Highfields mission was to close the loop on community-based, sustainable food and agricultural systems, thus addressing soil health, water quality, solid waste, farm viability, and climate change.
They researched, educated, and provided technical services for composting and comprehensive food waste recycling programs.
This section of the website maintains the Highfields material in their original form and organization.
The following is the early history of Highfields.
Originally named “The Highfields Institute”, our organization was conceived in 1999 by former dairy farmer Tod Delaricheliere. After successfully composting dairy manure for four years on his family’s farm, Tod aspired to provide assistance to other local dairy farmers in composting their manure and realizing the benefits of composting.
Over the last 10 years we have continued Tod’s efforts targeting dairy farmers and promoting their use of on-farm composting as a manure management practice. We conducted farm visits and surveys of local farms to assess their volumes, their interest, their needs and have provided technical assistance. We established a Compost Demonstration Site in Greensboro, Vermont and began a composting operation utilizing the ingredients commonly found on dairy farms so that farmers and government agencies could learn more about on-farm composting practices. We began conducting workshops for farmers as well as for agricultural agencies to familiarize them with the process.
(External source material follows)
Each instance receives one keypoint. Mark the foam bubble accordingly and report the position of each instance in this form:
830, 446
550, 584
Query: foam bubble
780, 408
As we evolved, we introduced food waste diversion into our efforts, which expanded our target audience to include fruit and vegetable growers, food waste generators, refuse haulers, Solid Waste Districts and local schools and colleges.
As the evolution continued, we began to tackle the issues of slaughter waste and mortality composting. This effort is ongoing and we expanded our workshops to include these topics.
By 2004 we had relocated our Compost Demonstration and Research site to Hardwick, Vermont and continued forging collaborations with policymakers, government agencies, farm associations and university extensions. In 2004 we assisted the Central Vermont Solid Waste Management in the development of the Montpelier Commercial Composting Program.
Since, we have worked on additional food waste composting programs, designed new programs, expanded our workshops to include soil health and other topics, and expanded our direct services program for farmers. We are focused on the expansion of our Compost Demonstration and Research Facility as an educational and research facility.
Our original vision of providing technical educational resources, on composting, to the farming community has expanded to emphasize the broader priority of promoting and advancing soil security in Vermont. Composting of manures and food scraps remain a primary vehicle for regenerating agricultural systems. Our programs and research are focused in this area.